I’m not saying to play decks that are easier to play, but I am saying that there are decks that are just going to naturally make your tournament harder for not that much upside. If U/B Control were 85% against the field, I would try to learn how to master it. But it just wasn’t, and I was grinding with a difficult deck to probably squeak out 55%, if that, against any given matchup.

When playing a deck in a tournament for any format, you need to ask yourself, “Is the juice worth the squeeze?” I won’t be at SCG Richmond this upcoming weekend, but if I were, I likely wouldn’t play Lantern Control again. The deck is quite good, but it is also very difficult to play 100% correctly, and with a deck like Lantern, you need to be playing correctly 100% of the time.

With decks like Eldrazi Tron and Scapeshift running around, Lantern isn’t in great position. Also, Modern is such a diverse format that every tournament you play is going to be vastly different from the next. Although Lantern has a lot of its bases covered, it’s hard for any control deck to overcome such diversity of matchups.

So what would I play in SCG Richmond if I were going? It’s difficult to say. There is always old reliable in Death’s Shadow. I’m kind of curious why Grixis is the go-to Death’s Shadow color combination. I fully understand that Kolaghan’s Command is a very powerful Magic card, but so are Abrupt Decay and Tarmogoyf… and I am a Sultai player at heart. Perhaps something like this:

This deck does suffer from not having Terminate to kill an opposing Tasigur, the Golden Fang or Gurmag Angler, so it may be better to just play Grixis. Also, Temur Battle Rage is a pretty good card that allows you to combo kill other combo opponents more quickly.

One last deck I would like to talk about is a Modern deck that is very near and dear to my heart. Don’t worry, people; I haven’t forgotten my roots. If you think I’m not trying to make Jeskai Control with Nahiri, the Harbinger happen, then you’re crazy!

This is where I am currently:

Other viable sideboard cards include Geist of Saint Traft and Stony Silence.

With Death’s Shadow and Eldrazi Tron running rampant, I need to get a ton of reps in with this deck before I can fully support it. This is mostly theorycrafting and I’ve only played a few games with it so far.

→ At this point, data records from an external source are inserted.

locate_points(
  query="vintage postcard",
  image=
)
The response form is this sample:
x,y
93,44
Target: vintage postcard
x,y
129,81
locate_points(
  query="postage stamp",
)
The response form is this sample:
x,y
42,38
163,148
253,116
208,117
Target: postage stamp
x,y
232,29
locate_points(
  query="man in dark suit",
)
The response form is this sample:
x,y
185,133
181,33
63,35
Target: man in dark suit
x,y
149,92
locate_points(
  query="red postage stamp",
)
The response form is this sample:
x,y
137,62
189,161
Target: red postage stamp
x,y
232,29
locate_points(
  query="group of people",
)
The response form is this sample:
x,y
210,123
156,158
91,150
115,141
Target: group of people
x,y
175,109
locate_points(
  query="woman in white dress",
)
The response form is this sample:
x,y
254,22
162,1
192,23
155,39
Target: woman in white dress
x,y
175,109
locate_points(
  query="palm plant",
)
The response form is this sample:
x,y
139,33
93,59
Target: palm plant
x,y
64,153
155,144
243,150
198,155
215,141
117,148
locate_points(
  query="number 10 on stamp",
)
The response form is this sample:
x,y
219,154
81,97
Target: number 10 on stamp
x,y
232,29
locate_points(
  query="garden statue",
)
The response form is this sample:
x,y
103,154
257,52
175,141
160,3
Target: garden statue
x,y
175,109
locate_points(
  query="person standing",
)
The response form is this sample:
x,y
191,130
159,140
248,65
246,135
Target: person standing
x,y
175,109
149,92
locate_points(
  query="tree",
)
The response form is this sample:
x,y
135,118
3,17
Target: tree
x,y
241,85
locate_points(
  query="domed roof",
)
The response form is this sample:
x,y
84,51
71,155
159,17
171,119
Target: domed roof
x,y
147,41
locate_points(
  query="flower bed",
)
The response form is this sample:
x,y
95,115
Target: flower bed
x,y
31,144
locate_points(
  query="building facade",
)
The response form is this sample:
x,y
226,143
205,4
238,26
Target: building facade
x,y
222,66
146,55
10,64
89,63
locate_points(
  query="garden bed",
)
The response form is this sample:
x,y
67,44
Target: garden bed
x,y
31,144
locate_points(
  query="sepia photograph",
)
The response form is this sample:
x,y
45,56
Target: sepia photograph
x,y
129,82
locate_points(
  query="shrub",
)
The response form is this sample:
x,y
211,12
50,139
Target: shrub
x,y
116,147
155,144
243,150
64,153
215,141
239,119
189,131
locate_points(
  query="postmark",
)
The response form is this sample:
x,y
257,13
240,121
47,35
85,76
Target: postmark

Remand seems like it’s currently in a pretty bad spot in Modern, but perhaps it’s still doable. I’ve opted to leave it out, but I’m sure I will try it again and see where I am.

I still like Nahiri, as it seems about as hard to answer on an empty battlefield as it was a year ago before I left for Wizards. I like Spreading Seas quite a bit in the current metagame; perhaps a control deck that plays it and the Saheeli Rai / Felidar Guardian combo is another interesting route.

Being back playing Magic this weekend was an absolute blast, and even though I didn’t do well, I had a lot of fun hanging out and seeing friends I haven’t seen in a while. I’m looking forward to Grand Prix Denver, Indianapolis, and Washington, D.C. If you happen to see me at any of those events, feel free to say hi!